The Secular Coalition for America is speeding up the process of creating offices in all 50 states to lobby on issues of concern to the secular community in state legislatures. This is an important step, I think, since many of the issues that we should be working on are at the state and local level.
In response to what it says is a growing number of proposed state laws that infringe on the separation of church and state, the Secular Coalition for America is working to organize state chapters in all 50 states, Puerto Rico and Washington, D.C.
SCA originally planned to launch the state chapters in several years, but is speeding up the expansion with hopes that the chapters will be up and running by the end of the year.
“Some of the most egregious violations of church state separation are being promoted and passed at the state level, and we absolutely must act to stop it,” executive director Edwina Rogers said in a statement. “There are 40 million Americans who don’t identify with any religion, but our political influence has been limited because we have not been organized.

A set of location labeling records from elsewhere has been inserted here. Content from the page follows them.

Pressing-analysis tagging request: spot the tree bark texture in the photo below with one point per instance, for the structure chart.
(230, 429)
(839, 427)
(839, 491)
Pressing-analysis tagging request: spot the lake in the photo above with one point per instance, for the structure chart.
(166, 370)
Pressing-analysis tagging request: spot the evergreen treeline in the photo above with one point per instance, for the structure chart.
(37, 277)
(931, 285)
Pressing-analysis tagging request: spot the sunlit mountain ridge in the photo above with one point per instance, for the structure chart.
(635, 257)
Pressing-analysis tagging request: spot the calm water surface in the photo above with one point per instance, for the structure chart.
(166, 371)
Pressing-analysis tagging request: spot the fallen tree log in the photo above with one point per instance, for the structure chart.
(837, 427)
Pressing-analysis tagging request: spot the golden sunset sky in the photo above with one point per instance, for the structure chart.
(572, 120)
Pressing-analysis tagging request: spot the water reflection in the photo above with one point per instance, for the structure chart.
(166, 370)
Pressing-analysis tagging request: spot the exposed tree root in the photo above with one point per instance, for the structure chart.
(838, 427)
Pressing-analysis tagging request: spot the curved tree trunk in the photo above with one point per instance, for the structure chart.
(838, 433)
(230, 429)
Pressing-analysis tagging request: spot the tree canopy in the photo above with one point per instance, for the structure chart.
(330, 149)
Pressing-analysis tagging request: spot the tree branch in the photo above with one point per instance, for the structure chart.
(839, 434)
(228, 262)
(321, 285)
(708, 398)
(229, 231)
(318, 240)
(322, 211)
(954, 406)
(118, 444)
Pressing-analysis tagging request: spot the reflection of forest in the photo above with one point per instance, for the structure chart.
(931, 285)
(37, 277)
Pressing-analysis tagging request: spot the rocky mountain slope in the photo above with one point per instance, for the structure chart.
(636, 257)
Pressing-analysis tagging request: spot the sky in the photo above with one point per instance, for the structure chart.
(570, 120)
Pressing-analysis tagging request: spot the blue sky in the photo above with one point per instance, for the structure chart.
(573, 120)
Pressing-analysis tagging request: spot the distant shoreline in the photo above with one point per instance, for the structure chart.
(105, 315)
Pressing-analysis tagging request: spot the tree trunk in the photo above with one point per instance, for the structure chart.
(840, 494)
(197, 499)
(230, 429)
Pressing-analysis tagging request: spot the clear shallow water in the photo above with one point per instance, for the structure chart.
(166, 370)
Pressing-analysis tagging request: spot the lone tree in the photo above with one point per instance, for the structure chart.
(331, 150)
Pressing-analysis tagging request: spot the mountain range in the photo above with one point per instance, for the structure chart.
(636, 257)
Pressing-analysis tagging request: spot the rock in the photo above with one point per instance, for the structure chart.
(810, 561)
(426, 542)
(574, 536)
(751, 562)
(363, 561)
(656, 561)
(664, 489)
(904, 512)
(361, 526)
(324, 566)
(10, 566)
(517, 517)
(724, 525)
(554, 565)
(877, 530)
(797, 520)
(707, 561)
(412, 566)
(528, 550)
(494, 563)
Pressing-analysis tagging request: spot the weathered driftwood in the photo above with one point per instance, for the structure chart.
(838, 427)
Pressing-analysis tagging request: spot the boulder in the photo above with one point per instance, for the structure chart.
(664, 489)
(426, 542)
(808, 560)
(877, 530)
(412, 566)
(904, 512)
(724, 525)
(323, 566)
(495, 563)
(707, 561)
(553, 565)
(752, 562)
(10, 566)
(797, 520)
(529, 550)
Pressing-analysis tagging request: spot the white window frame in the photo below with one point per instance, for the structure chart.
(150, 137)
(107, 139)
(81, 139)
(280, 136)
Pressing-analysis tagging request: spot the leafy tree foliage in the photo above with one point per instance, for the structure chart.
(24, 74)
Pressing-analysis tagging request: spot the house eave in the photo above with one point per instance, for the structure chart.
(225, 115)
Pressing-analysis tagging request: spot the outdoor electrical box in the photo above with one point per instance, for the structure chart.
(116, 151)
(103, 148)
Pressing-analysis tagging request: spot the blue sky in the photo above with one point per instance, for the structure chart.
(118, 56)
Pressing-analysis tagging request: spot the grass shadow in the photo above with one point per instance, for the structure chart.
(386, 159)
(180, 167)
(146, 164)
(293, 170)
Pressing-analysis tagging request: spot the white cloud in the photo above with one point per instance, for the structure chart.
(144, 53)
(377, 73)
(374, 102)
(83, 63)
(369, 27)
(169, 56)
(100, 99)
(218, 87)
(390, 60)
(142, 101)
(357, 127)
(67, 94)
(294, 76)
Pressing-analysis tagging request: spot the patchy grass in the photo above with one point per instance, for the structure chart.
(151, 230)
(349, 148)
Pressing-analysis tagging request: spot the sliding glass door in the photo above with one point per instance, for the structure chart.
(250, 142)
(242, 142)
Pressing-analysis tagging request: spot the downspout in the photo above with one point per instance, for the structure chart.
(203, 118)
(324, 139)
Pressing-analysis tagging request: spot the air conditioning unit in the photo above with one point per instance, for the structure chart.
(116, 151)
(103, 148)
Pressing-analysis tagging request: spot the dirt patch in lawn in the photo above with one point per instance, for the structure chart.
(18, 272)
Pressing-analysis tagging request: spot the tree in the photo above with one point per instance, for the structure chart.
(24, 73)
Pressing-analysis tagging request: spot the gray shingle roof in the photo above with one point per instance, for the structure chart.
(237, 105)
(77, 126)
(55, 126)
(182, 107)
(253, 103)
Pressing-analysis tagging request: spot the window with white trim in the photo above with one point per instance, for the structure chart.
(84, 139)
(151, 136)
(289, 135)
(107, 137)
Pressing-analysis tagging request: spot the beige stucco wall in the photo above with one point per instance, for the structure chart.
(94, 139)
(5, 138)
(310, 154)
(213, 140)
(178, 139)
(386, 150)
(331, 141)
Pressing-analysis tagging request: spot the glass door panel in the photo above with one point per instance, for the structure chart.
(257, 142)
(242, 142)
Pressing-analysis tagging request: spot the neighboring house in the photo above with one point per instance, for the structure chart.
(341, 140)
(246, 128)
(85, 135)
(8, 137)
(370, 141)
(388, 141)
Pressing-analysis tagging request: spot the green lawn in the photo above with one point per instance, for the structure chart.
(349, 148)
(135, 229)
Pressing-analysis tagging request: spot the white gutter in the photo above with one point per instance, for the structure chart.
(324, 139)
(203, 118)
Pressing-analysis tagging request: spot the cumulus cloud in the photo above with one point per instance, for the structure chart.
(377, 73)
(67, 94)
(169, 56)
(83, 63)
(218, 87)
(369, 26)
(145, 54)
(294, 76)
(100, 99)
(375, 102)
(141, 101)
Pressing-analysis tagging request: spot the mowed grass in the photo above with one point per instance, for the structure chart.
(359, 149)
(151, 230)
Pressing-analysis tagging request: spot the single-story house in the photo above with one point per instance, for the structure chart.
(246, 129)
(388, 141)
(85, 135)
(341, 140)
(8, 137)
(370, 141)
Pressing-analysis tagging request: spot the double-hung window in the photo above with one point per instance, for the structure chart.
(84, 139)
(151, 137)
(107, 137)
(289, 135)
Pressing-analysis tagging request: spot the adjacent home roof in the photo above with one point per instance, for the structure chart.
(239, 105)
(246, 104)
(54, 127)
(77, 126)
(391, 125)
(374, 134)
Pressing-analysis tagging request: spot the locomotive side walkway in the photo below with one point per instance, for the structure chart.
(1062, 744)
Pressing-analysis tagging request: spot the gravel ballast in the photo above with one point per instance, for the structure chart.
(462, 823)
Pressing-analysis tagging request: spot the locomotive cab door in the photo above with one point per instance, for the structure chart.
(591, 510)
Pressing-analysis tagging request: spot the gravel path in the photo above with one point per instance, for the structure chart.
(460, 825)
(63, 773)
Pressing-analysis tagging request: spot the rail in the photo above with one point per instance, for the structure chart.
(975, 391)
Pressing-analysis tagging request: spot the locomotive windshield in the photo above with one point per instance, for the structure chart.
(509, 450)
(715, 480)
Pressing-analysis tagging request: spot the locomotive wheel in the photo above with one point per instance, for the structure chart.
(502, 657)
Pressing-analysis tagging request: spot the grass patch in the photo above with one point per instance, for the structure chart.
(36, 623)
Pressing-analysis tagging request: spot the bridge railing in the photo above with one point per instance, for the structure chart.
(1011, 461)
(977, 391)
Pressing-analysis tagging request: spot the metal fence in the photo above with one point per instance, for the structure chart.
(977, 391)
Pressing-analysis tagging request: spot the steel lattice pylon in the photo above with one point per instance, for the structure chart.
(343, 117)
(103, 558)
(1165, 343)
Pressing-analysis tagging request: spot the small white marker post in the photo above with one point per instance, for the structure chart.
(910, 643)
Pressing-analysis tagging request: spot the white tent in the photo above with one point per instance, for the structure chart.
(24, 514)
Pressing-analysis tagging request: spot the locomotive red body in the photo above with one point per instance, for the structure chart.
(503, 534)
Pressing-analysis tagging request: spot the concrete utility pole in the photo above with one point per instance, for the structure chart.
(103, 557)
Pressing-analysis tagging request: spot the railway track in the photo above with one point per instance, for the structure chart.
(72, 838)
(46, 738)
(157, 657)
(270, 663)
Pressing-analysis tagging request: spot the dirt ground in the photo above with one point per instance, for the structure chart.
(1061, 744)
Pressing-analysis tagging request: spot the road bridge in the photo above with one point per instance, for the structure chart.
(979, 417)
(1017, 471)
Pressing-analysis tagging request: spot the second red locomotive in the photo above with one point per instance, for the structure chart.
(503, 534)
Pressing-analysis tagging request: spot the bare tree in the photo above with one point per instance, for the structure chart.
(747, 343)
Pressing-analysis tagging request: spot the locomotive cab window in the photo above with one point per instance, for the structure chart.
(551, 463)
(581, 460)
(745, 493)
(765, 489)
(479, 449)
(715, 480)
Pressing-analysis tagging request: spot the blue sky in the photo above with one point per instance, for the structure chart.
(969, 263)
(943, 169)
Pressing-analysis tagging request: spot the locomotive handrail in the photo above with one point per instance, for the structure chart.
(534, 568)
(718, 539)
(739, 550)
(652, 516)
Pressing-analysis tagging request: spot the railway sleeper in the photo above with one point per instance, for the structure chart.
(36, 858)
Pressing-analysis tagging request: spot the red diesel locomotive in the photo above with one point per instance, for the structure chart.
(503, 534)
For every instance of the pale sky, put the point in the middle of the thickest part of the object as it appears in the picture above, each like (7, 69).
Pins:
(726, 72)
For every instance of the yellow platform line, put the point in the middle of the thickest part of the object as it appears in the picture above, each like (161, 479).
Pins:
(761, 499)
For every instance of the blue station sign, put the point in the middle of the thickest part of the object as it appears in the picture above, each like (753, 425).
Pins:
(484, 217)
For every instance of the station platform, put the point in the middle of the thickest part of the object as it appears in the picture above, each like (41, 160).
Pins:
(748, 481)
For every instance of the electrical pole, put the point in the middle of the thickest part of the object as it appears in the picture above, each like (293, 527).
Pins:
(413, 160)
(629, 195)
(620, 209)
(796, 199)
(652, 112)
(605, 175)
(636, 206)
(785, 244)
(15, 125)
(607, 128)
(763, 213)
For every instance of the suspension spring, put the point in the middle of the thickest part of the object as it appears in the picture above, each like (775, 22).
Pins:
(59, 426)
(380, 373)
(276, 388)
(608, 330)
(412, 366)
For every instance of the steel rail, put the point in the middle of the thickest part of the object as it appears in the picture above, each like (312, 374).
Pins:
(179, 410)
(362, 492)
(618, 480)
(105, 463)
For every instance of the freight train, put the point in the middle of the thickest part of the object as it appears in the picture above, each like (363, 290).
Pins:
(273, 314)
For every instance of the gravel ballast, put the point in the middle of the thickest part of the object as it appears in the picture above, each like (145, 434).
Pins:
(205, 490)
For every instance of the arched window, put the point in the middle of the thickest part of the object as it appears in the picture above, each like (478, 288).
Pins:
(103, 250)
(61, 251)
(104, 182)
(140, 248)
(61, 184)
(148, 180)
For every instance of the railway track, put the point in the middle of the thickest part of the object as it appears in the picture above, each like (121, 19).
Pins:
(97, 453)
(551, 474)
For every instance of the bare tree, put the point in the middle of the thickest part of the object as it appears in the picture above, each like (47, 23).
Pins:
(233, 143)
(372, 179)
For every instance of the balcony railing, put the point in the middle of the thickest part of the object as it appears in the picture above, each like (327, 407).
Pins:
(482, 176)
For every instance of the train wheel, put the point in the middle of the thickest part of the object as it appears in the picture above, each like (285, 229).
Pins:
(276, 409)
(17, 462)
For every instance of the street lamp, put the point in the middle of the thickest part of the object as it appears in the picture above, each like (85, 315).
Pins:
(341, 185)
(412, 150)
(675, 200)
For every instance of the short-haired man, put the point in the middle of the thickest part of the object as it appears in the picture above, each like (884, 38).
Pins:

This year, that changes.”
At this point, the state offices will be staffed with volunteers, but I hope they give them the resources they need to be effective.

3 comments
EricJ
June 4, 2012 at 1:52 pm (UTC -4) Link to this comment
Hopefully the process will go off smoother in most states than it’s facing in Kentucky, but I wouldn’t be surprised if this isn’t repeated elsewhere:
http://secular.org/news/fundamentalist-minister-attempts-stifle-secular-voices-kentucky
And we sure need a branch here in Florida sooner rather than later, what with Amendment 8 on the upcoming ballot. Yes it’s the Orwellian-named “Religious Freedom Amendment”
http://www.au.org/content/florida-amendment-8
cottonnero
June 4, 2012 at 5:48 pm (UTC -4) Link to this comment
Good thing. Although I still think “Society for Creative Anachronism” when I see SCA. Northwest Airlines had the same problem.
Kamaka
June 4, 2012 at 6:04 pm (UTC -4) Link to this comment
@ EricJ
North Dakota has one of these, Amendment 3, coming up for vote, too.
It’s being touted as a vote for “religious freedom”. Yah, freedom to deny service.
This mostly worries me because the mullas can then infiltrate various professions as a means to impose their religious rules on others.
The last sentence of the *Constitutional Amendment* I find ominous, even Orwellian.